First, create a GitHub Personal Access Token. On the GitHub website go to 'Settings', 'Developer settings' and then 'Personal access tokens'. Create a new one and give it access to repos and make sure to save it as it will only be displayed once.

Create a file Dockerfile in srv/my-website.com:

FROM myoung34/Github-runner

# Install build dependencies
RUN apt-get update && apt-get install -y cargo make libssl-dev g++

# Clone and build Zola
RUN git clone https://github.com/getzola/zola /zola
WORKDIR /zola
RUN cargo build --release --target x86_64-unknown-linux-gnu
RUN mv target/x86_64-unknown-linux-gnu/release/zola /usr/bin

# Go back to initial workdir to not break the base image
WORKDIR /
WORKDIR /actions-runner

This extends the myoung34/Github-runner by installing the dependencies needed to build Zola and then builds Zola. This might take some time but is only necessary when rebuilding the image. Then add the following lines to the previously defined docker-compose under services:

  github-runner:
    build: ./
    environment:
      REPO_URL: https://github.com/YourGithubUserName/YourZolaProjectRepo
      RUNNER_NAME: my-website-runner
      RUNNER_WORKDIR: /tmp/runner/work
      ACCESS_TOKEN: $ACCESS_TOKEN
      LABELS: linux,x64
    volumes:
      - '/var/run/docker.sock:/var/run/docker.sock'
      - '/tmp/runner:/tmp/runner'

Replace $ACCESS_TOKEN with your own Personal Access Token that you just generated.

Running docker-compose up (add -d if you want it to run in the background) in /srv/my-website.com should now start an Nginx server statically serving files in /public as well as a GitHub runner. You can test that it works by putting anything into a index.html file in /public and visiting my-website.com/index.html. To confirm that the GitHub runner is working visit your repo, go to to 'Settings', 'Actions' and then 'Runners' where it should now show up.

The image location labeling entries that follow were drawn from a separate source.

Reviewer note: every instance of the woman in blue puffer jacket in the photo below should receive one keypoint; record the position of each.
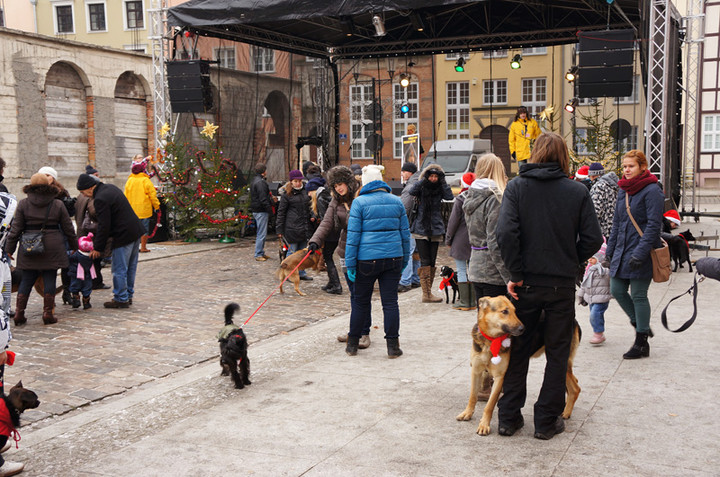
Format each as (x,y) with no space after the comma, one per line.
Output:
(377,248)
(628,252)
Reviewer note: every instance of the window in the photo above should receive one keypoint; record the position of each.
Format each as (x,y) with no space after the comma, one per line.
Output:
(402,95)
(534,95)
(495,92)
(458,110)
(629,143)
(263,60)
(134,15)
(537,50)
(361,98)
(64,19)
(96,17)
(495,54)
(584,140)
(711,133)
(633,98)
(226,57)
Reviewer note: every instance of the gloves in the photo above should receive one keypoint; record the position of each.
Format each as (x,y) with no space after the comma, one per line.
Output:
(635,264)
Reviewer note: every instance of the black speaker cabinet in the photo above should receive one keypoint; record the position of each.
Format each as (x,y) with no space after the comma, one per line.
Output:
(605,61)
(189,86)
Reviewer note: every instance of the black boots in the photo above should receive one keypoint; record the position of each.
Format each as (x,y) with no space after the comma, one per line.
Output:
(393,348)
(351,348)
(640,349)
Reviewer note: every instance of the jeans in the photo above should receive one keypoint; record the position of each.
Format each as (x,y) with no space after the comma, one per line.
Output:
(124,267)
(597,316)
(555,332)
(461,270)
(635,304)
(261,221)
(387,273)
(294,247)
(409,275)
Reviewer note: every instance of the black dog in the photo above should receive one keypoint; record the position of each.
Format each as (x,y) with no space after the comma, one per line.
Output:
(233,350)
(449,279)
(679,246)
(18,400)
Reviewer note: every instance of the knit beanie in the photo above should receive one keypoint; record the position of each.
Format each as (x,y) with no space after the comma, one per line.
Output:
(673,216)
(85,243)
(373,172)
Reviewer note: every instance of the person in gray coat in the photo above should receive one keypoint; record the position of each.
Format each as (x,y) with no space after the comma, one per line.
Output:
(41,207)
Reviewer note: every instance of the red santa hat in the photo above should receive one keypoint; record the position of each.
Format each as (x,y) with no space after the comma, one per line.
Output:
(673,216)
(582,173)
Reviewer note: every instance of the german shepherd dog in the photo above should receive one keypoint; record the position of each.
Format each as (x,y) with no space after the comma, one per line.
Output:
(679,246)
(233,350)
(497,320)
(288,265)
(449,279)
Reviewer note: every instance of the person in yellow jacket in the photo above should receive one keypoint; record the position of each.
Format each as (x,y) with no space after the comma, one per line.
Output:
(140,192)
(523,131)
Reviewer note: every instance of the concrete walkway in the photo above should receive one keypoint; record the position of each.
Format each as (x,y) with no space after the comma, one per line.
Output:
(314,411)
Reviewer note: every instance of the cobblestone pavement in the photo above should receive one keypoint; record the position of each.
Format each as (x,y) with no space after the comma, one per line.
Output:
(181,291)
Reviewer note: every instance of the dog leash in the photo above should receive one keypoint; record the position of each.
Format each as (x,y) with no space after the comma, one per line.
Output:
(693,289)
(277,287)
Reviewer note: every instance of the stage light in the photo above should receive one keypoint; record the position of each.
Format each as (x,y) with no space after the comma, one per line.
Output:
(379,25)
(571,75)
(571,105)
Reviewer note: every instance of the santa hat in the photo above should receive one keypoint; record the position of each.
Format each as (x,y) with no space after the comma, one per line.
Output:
(85,243)
(373,172)
(673,216)
(467,179)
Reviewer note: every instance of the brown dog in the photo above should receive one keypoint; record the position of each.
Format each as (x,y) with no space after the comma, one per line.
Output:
(288,265)
(497,319)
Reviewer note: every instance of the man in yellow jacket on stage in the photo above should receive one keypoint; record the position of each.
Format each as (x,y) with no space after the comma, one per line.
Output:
(523,131)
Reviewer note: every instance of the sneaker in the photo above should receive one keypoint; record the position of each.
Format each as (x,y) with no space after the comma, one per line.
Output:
(597,339)
(557,428)
(11,468)
(116,304)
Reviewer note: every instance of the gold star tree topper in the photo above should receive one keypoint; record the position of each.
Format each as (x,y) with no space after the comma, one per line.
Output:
(209,130)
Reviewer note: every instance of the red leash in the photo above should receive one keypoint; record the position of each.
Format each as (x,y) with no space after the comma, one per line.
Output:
(278,287)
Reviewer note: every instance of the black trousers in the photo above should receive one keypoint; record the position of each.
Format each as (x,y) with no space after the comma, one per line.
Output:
(548,314)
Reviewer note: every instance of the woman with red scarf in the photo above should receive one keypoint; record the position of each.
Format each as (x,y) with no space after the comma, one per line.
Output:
(628,252)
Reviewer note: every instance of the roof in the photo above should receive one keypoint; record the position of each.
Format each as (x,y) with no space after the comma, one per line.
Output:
(339,29)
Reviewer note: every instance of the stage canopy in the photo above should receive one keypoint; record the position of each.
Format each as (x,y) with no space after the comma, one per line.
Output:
(339,29)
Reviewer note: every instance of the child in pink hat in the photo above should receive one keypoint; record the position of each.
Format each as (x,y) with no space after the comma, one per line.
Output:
(81,272)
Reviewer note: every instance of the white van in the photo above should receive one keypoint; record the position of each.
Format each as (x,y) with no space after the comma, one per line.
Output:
(456,157)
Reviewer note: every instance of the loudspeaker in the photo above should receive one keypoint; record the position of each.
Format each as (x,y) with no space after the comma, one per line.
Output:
(605,61)
(189,86)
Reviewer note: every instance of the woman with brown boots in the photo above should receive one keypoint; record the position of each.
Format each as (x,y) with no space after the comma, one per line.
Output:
(428,228)
(40,211)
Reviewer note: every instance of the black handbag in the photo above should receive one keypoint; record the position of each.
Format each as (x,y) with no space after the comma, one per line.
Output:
(32,241)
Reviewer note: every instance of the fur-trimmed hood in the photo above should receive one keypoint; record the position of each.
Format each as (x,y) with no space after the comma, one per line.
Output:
(432,169)
(40,195)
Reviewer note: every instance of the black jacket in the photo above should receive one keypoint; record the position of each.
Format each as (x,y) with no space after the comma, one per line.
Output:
(547,226)
(116,218)
(260,195)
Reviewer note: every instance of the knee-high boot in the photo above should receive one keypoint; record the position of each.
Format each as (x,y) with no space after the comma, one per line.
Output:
(20,309)
(48,307)
(427,275)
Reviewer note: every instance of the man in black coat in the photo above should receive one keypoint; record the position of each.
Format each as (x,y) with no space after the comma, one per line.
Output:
(116,221)
(546,228)
(261,206)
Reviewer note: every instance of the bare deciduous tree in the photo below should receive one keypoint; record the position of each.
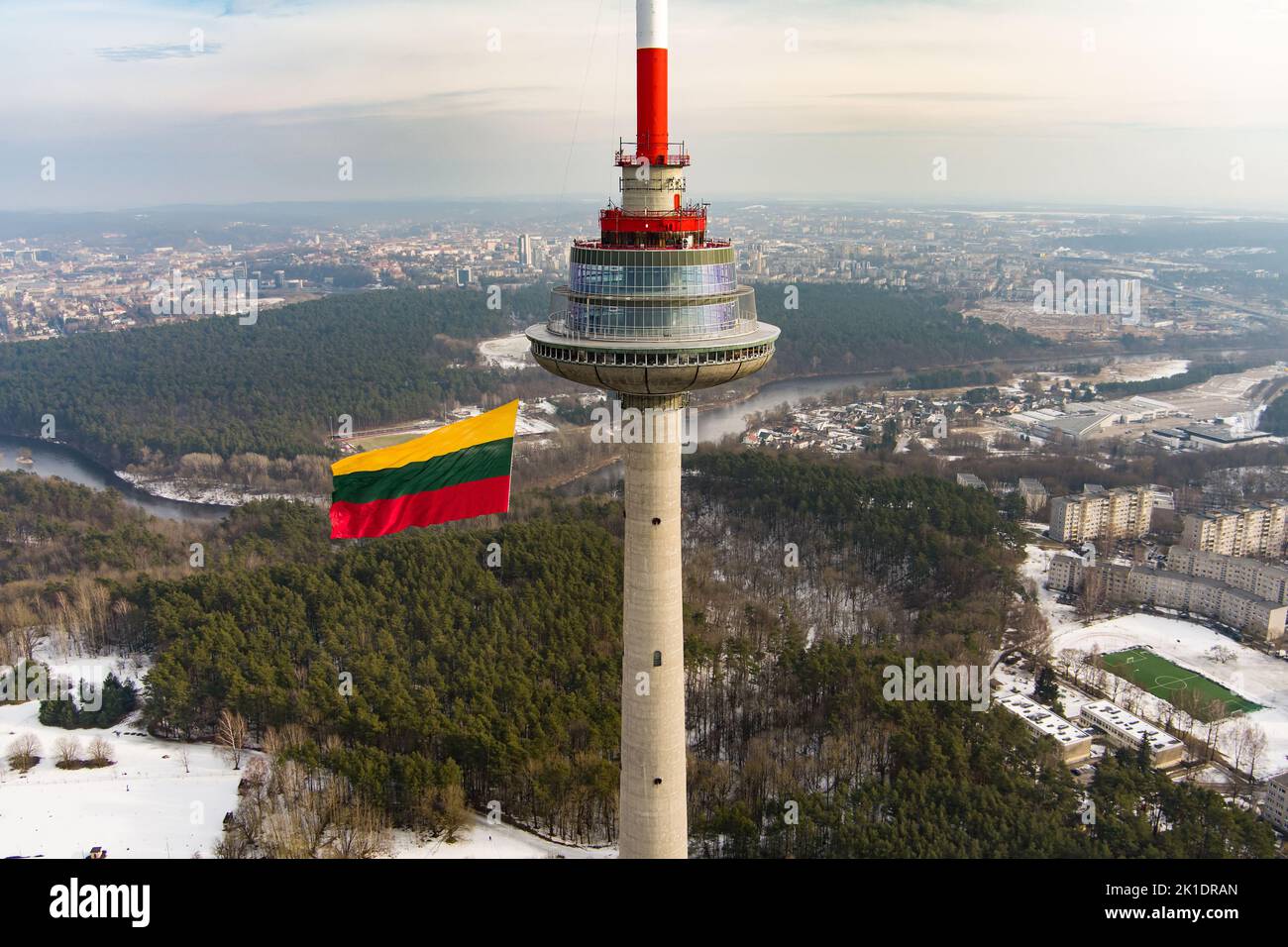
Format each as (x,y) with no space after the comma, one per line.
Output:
(68,750)
(231,737)
(25,751)
(101,753)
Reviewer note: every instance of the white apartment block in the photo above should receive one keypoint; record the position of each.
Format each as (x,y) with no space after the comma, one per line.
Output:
(1253,530)
(1274,809)
(1074,742)
(1122,513)
(1127,731)
(1167,589)
(1261,579)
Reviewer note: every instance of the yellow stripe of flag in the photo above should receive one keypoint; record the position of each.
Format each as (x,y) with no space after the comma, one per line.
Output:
(481,429)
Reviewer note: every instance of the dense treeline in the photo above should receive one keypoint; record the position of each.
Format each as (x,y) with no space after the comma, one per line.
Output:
(102,705)
(273,388)
(840,329)
(915,532)
(413,676)
(51,527)
(1065,471)
(413,652)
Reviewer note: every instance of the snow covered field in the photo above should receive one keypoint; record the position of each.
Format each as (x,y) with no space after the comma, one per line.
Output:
(146,805)
(217,495)
(506,352)
(483,840)
(151,805)
(1249,674)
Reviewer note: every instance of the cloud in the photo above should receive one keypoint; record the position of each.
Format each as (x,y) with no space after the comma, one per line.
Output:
(146,52)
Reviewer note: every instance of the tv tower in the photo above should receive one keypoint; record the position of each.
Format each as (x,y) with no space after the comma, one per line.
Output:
(652,311)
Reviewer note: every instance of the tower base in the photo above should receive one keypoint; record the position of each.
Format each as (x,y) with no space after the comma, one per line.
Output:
(652,805)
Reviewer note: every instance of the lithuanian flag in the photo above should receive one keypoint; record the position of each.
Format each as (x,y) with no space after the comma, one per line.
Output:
(452,474)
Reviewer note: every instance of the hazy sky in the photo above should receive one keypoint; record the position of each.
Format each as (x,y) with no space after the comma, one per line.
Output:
(1133,102)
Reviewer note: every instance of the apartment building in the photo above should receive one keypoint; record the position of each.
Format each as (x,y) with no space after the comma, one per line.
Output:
(1274,809)
(1122,513)
(1261,579)
(1256,530)
(1074,742)
(1196,594)
(1128,731)
(1033,492)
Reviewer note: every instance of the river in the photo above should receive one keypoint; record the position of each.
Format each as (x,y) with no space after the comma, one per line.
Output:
(59,460)
(711,424)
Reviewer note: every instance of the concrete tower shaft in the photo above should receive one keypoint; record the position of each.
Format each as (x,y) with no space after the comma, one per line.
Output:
(652,311)
(655,821)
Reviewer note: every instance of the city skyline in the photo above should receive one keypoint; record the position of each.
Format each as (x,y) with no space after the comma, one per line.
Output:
(931,102)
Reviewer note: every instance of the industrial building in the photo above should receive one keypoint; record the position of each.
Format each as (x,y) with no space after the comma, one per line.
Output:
(1256,530)
(1113,514)
(1194,594)
(1127,731)
(1074,742)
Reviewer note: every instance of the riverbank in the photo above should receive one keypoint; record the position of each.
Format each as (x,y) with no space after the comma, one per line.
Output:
(210,493)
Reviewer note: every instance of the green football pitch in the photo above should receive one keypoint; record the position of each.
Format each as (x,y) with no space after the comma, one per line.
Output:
(1163,680)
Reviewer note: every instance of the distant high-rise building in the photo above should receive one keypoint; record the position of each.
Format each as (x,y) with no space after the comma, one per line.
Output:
(1113,514)
(1256,530)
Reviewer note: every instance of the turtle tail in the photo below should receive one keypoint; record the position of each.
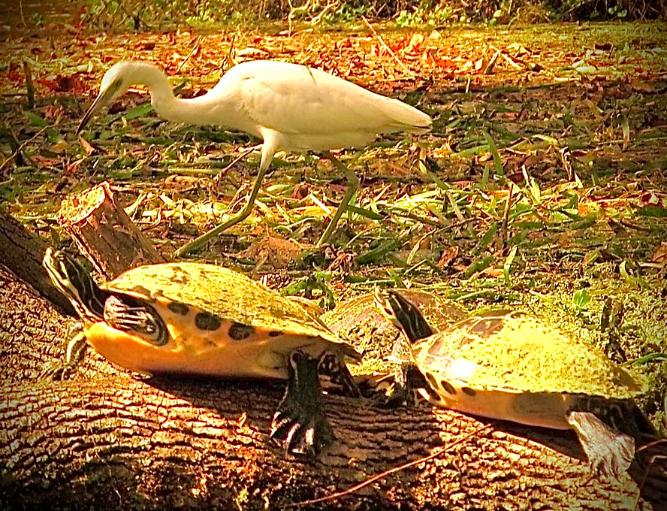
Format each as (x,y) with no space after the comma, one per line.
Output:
(621,414)
(404,314)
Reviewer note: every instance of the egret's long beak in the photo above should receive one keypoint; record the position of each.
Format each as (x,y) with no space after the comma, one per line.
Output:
(102,99)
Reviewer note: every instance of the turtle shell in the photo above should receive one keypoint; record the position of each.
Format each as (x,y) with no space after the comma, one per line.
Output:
(519,353)
(359,322)
(221,292)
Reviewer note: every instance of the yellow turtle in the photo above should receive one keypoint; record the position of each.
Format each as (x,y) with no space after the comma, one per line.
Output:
(513,366)
(201,319)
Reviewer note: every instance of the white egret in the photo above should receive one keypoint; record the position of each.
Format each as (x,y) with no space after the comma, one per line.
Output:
(289,106)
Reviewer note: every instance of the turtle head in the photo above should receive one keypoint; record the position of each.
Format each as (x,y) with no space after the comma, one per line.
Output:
(403,314)
(76,283)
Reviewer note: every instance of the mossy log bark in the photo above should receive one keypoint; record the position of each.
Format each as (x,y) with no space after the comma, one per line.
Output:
(109,440)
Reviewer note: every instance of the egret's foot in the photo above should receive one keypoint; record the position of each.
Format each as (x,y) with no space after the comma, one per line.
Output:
(610,452)
(299,424)
(353,185)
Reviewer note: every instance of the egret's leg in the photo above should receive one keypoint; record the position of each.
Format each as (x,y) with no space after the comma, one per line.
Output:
(199,242)
(353,185)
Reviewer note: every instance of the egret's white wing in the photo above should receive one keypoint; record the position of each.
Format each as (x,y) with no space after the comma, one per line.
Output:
(301,101)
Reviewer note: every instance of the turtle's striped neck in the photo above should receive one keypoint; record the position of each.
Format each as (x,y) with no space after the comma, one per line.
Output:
(76,283)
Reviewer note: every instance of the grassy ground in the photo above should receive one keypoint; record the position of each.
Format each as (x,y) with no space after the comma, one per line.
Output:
(542,184)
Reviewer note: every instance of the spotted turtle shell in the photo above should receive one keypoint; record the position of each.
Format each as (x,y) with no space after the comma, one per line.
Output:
(223,293)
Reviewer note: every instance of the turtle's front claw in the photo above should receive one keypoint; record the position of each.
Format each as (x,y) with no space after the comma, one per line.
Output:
(299,423)
(300,435)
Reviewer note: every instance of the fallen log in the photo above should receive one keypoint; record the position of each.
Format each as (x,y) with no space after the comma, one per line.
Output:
(108,439)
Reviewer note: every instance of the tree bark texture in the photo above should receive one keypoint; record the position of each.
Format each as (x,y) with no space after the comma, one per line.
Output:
(105,234)
(108,439)
(23,253)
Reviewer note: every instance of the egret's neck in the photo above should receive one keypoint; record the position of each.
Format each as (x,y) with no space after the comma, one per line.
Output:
(168,106)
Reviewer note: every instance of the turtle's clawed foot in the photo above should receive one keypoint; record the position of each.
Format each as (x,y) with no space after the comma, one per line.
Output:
(609,452)
(338,374)
(299,424)
(56,371)
(76,350)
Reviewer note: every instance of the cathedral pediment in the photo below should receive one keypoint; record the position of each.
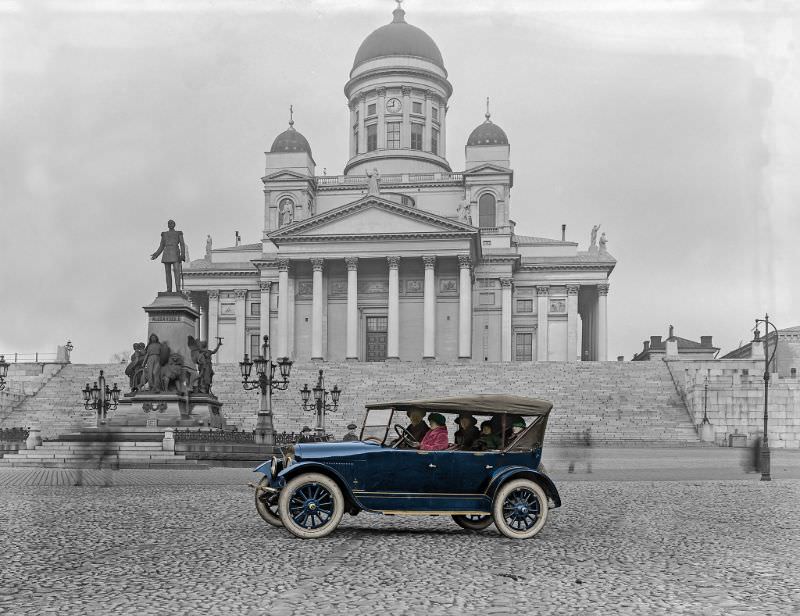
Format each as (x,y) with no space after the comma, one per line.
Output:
(372,217)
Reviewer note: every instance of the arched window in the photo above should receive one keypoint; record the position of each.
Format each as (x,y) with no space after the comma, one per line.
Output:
(487,211)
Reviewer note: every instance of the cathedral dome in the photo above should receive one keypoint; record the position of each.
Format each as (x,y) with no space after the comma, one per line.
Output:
(398,39)
(487,133)
(290,140)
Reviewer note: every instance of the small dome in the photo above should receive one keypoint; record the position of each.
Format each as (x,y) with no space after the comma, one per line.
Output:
(398,39)
(487,133)
(290,140)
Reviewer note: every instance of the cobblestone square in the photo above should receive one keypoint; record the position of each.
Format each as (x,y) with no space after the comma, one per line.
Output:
(715,547)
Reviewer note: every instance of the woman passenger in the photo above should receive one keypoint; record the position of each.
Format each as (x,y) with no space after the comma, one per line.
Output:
(436,438)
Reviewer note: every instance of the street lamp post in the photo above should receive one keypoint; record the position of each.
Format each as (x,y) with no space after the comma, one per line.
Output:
(320,404)
(3,372)
(765,454)
(100,398)
(266,382)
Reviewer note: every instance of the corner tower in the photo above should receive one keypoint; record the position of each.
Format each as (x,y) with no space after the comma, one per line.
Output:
(397,94)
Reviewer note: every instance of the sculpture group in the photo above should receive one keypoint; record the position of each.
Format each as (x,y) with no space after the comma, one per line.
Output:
(155,368)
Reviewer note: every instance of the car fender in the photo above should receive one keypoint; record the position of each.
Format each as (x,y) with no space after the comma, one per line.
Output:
(297,468)
(506,473)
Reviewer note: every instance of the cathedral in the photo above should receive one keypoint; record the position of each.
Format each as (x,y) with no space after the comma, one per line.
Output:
(400,258)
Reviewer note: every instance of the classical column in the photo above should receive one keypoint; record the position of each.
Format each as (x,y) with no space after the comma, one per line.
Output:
(429,309)
(602,322)
(572,322)
(505,320)
(542,308)
(238,347)
(352,308)
(283,308)
(213,320)
(316,308)
(464,307)
(393,342)
(263,320)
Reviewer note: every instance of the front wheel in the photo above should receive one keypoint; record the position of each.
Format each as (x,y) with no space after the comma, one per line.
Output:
(267,503)
(473,521)
(520,509)
(311,506)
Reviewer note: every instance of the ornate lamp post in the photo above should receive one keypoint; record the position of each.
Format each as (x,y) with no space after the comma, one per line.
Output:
(765,455)
(266,382)
(3,372)
(100,398)
(320,404)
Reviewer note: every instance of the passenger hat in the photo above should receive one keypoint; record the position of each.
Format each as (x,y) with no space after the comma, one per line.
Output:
(438,418)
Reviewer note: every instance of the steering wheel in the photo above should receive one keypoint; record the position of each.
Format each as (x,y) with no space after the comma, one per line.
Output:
(404,437)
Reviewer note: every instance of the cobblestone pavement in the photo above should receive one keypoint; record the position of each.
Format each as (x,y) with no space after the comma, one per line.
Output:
(615,547)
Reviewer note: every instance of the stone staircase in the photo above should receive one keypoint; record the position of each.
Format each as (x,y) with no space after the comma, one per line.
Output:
(622,402)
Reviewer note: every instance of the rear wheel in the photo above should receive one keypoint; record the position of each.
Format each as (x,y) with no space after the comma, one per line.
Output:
(473,521)
(520,509)
(311,506)
(267,503)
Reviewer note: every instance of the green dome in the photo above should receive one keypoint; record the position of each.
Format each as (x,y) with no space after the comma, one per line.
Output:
(398,39)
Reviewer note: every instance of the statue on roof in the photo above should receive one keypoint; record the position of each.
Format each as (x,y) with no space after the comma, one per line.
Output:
(373,180)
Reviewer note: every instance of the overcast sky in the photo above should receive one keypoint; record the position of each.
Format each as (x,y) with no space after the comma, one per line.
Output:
(675,125)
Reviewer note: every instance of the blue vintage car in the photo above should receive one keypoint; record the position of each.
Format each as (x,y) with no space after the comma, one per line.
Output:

Step 5: Create the GitHub Action

In the repo containing your Zola project create the directories .github/workflows/:

mkdir -p .github/workflows/

Then add a file called zola.yml:

name: Zola

on:
  push:
    branches: [master]

jobs:
  build:
    runs-on: self-hosted
    steps:
      - name: Checkout
        uses: actions/checkout@v2
      - name: Zola Build
        run: zola build
      - name: Save Artifact
        uses: actions/upload-artifact@v2
        with:
          name: public
          path: public/
  deploy:
    needs: build
    runs-on: self-hosted
    steps:
      - name: Downloads public Artifact
        uses: actions/download-artifact@v2
        with:
          name: public
      - name: Deploys to server
        uses: burnett01/rsync-deployments@4.1
        with:
          switches: -ahvze --delete
          path: public/
          remote_path: /srv/my-website.se/public/
          remote_host: ${{ secrets.HOST }}
          remote_user: ${{ secrets.USERNAME }}
          remote_key: ${{ secrets.KEY }}
          remote_port: ${{ secrets.PORT }}

This described an GitHub Action with two jobs. The first job is called build and first builds the project and then saves the resulting /public folder as an artifact. The second job called deploy waits for build to complete and then downloads the /public folder artifact and uses rsync to only copy the changes over to your server (including removing files). If all the steps have been followed correctly you should now be able to push to the master branch of your repo and automatically have the website deployed!

GitHub secrets can be used by everyone with collaborator access to your repository so only use this on repositories where it would be safe. They can not be used by pull requests from forks.